When introduce first inventory item in inventory list Quickbooks automatically adds two accounts to your company file's Chart of Accounts

· 12100 - Inventory Asset - Current Asset

· 50000 - Cost of Goods Sold (COGS) - Cost of Goods Sold

Apart from that, each inventory item needs an income account. You are not required to use ether of the automatically set up accounts, so you can set up your own accounts, QuickBooks will assign the next available number to the new accounts

Inventory Assets

Quickbooks creates an Inventory Asset account and Cost of Goods Sold account

When purchase an inventory item, they will debit the Item’s Inventory Asset account and Credit your accounts payable, bank or credit card account. It will not be debited to an expense account because it is an asset that you can sell for future revenue and record the expense to match the income

The best way to follow inventory purchases is to run the inventory valuation Summary/details reports for all dates

Cost of Goods Sold

Generally, inventory COGS is only affected when inventory sell happened.
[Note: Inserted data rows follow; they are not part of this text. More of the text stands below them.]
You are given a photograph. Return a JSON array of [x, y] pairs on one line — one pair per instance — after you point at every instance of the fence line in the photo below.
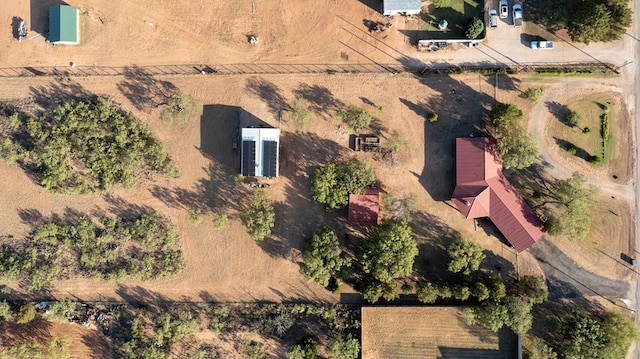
[[269, 69]]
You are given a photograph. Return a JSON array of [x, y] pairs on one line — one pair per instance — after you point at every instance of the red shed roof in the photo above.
[[482, 190], [364, 208]]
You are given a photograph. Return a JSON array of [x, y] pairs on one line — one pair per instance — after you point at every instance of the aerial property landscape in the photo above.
[[318, 179]]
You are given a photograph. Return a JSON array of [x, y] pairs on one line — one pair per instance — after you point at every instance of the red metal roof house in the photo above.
[[482, 190], [364, 208]]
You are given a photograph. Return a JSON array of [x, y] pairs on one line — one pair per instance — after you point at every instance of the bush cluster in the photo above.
[[112, 250], [85, 147]]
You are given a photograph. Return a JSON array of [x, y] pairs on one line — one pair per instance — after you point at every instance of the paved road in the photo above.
[[567, 280]]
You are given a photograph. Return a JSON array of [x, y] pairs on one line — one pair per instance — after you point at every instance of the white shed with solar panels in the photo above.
[[259, 152]]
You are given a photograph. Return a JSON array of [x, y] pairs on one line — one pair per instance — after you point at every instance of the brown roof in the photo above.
[[482, 190], [364, 208]]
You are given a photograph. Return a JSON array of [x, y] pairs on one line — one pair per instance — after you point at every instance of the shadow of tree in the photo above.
[[268, 92], [143, 90], [320, 99], [59, 90]]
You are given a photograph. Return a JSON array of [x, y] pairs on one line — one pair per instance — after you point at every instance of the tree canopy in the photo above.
[[605, 335], [517, 148], [389, 251], [465, 256], [576, 202], [333, 182], [86, 147], [259, 217], [323, 258], [598, 20]]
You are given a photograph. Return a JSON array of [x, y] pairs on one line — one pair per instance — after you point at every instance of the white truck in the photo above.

When sell an inventory item, run the Transaction Journal Report for the invoice/sales receipt and see the Sales/Accounts Receivable transaction and will see the Inventory/COGS transactions which credits the Inventory Asset account and debits the COGS accounts.

However, if sell an inventory that do not have, can force another bills, checks, or credit card charge to adjust the Inventory Asset account and the COGS account. The amount on each side of the Inventory/COGS transaction is:

No. of Items Sold x Average Cost of Item.